Amarcord
Joan Benoit y su paso de 42.195 metros hacia la igualdad
Hasta finales de los setenta, la IAAF no consideró programar el maratón femenino en los grandes campeonatos de atletismo. El 18 de abril de 1983, la estadounidense pulverizó el récord del mundo en Boston (2h22:43)
Aunque se mantiene la segregación de las pruebas combinadas, el decatlón para ellos y el heptatlón para ellas, los programas masculino y femenino de los campeonatos de atletismo se han ido equiparando. Los 3.000 obstáculos y el lanzamiento de martillo fueron los últimos de una serie inaugurada en 1984 con los 400 metros vallas, icónico el oro olímpico de la marroquí Nawal El Moutawakel, y el maratón, cuya primera reina se impuso en el Memorial Coliseum angelino después de una larga carrera de más de 42 kilómetros, sí, pero sobre todo después de una batalla de más de tres lustros contra los prejuicios.
El Maratón de Boston es el más antiguo de su especie, pues se disputa ininterrumpidamente desde 1897. En 1966, se permitió que las mujeres lo corriesen de forma extraoficial y, seis años después, se organizó la primera carrera femenina, con triunfo de la local Nina Kuscsik. Cuando Joan Benoit lo ganó por primera vez, en 1979, la asociación europea (EAA) ya había decidido la inclusión de un maratón femenino en el campeonato continental de 1982 en Atenas. La federación internacional (IAAF) no quiso ser menos y decidió que en su primer mundial, en Helsinki 83, las mujeres disputarían la mítica carrera como banco de pruebas para el estreno olímpico en Los Ángeles 84. Un batallón de puristas contemplaba con escepticismo esta universalización de la más dura de las carreras.
La marca que Benoit realizó en Boston en aquella primavera de 1983 fue la demostración de que, renuencias al margen, las mujeres estaban fisiológicamente preparadas para correr 42.195 metros. La noruega Grete Waitz, futura campeona mundial en Helsinki, había igualado en la víspera en Londres la plusmarca de la neozelandesa Allison Roe (2h25.28). Pero lo suyo fue de otro planeta. La antigua esquiadora, que dejó el deporte blanco por una grave caída, pulverizó por casi tres minutos el récord (2h22.43) llevando el maratón femenino a una dimensión desconocida. Antes de la irrupción de las africanas en la distancia –Tegla Lorupe en 1998–, su marca sólo había sido batida por la extraterrestre noruega Ingrid Kristiansen.

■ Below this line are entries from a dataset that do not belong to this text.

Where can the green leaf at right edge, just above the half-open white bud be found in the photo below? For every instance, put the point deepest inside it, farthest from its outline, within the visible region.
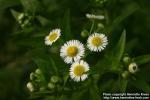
(142, 59)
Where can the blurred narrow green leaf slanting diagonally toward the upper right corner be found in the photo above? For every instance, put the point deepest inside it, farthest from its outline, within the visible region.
(127, 11)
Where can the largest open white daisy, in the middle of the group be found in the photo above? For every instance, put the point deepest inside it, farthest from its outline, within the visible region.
(72, 51)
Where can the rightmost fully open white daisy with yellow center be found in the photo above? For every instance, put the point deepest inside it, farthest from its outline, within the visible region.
(97, 42)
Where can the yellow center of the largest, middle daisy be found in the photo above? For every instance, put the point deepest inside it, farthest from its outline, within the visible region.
(72, 51)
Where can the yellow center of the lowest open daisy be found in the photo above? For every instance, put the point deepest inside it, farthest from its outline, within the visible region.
(79, 70)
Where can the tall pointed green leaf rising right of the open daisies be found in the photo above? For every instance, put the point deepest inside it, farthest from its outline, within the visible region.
(112, 58)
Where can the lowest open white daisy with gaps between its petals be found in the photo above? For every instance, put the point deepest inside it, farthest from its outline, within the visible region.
(78, 71)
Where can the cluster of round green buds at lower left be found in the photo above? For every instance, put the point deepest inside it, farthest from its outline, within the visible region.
(38, 83)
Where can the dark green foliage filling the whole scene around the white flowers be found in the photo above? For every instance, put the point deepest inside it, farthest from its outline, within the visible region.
(25, 57)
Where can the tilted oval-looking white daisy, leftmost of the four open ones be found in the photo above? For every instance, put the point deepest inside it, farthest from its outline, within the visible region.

Para que nos hagamos una idea: el vigente récord de España de Ana Isabel Alonso es cuatro minutos más lento (2h25.51) y la campeona olímpica Tokio, Peres Jerchirchir, se fue hasta los 2h27.20.
Joan Benoit jamás volvería a correr una maratón tan rápido pero sí protagonizó una carrera inmortal, más legendaria incluso que su récord del mundo. El 5 de agosto de 1984, las mujeres corrieron los 42,195 kilómetros por primera vez en unos Juegos Olímpicos. Waitz, Kristiansen y la portuguesa Rosa Mota, campeona europea en Atenas, desafiaban en su casa a la estadounidense, que compitió con la táctica típica del atletismo universitario: «Front Runner», es decir, salgo a toda pastilla y que me siga el que pueda. Un suicidio en la canícula californiana, auguraban los expertos, que no daban crédito a cómo entró en meta lejos de sus perseguidoras en un tiempo de 2h24.52, récord olímpico que se mantuvo vigente hasta Sídney 2000, cuando la japonesa Naoko Takahashi lo rebajó hasta las 2h23.14.
Sin embargo, ni siquiera la hazaña de Benoit y sus tres grandes rivales convenció a quienes preconizaban el veto de las mujeres en el maratón. El último kilómetro de la 37ª clasificada, la suiza Gabriela Andersen-Schiess, fue una agonía retransmitida por televisión para el mundo entero. La fondista helvética, completamente exhausta, dio tumbos por todo el anillo del estadio olímpico acompañada por dos jueces dispuestos a sujetarla por si se desvanecía. Cayó al suelo inconsciente, víctima de un golpe de calor, en cuanto cruzó la meta y la patética secuencia alimentó durante años el debate de si el maratón era una prueba apta para el «sexo débil».